歩いている時は前を向いていないから凄く危ない、でも研磨はゲームをしているくせに下を向いているくせに人にぶつかったことはないような気がする。
多分だけどクロの後ろばかり歩いているからクロが人避けになっているのかもしれない。
『ゲーム楽しい?』
「うん、楽しい」
『私にもできそう?』
「冬華もする?」
『酔っちゃいそうだからいいや』
そう、と言うと研磨はまたゲーム画面に視線を戻し楽しそうにプレイしている。研磨は小さい頃からゲームは好きだった、もう立派なゲーマーだよね。

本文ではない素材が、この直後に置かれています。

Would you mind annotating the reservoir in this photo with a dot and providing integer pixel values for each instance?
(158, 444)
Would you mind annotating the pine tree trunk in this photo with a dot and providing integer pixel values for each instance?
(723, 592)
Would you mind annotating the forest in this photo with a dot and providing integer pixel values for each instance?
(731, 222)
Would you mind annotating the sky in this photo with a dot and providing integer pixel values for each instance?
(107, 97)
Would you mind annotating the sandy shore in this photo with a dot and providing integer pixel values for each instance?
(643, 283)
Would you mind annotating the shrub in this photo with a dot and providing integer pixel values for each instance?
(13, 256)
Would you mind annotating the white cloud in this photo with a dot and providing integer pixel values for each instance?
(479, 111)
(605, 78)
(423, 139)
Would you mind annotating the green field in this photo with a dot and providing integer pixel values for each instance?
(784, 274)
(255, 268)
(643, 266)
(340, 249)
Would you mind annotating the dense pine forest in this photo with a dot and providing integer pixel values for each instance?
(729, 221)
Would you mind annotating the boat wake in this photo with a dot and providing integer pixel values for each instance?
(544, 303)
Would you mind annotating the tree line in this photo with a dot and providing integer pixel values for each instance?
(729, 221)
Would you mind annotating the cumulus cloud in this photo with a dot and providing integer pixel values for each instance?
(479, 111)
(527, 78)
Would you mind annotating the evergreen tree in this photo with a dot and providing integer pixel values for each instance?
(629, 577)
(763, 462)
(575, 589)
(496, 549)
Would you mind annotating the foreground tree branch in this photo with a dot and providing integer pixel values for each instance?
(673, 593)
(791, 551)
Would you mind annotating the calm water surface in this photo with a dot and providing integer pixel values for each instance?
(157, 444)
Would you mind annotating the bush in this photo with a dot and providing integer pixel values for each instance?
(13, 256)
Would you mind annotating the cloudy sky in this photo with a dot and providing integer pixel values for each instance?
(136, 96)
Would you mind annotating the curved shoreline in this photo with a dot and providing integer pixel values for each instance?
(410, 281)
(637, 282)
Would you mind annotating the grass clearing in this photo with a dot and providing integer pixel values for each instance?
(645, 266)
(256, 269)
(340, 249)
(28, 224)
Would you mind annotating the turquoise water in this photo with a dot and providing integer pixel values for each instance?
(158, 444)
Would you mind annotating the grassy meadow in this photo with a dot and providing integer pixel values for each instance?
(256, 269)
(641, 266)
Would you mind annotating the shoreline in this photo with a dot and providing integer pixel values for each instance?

私はこれといって好きなことはなかったし、得意なことといったらアップルパイを焼くことくらい。
相変わらず私には秀でたものはない、でも秀でたものが無くてもいい。平凡で普通に暮らせて死ねればなんでもいい。
近い席の虎くんとリエーフがワイワイ話している。
いつも通りやっくんが静かにしろと怒っているけど、やっくんもねって感じだ。
クロは爆睡してるし海くんはそれを見て笑っている。
音駒バレー部にはお母さんが一人しかいないから大変だね。
研磨は相変わらずピコピコとゲームをしていた。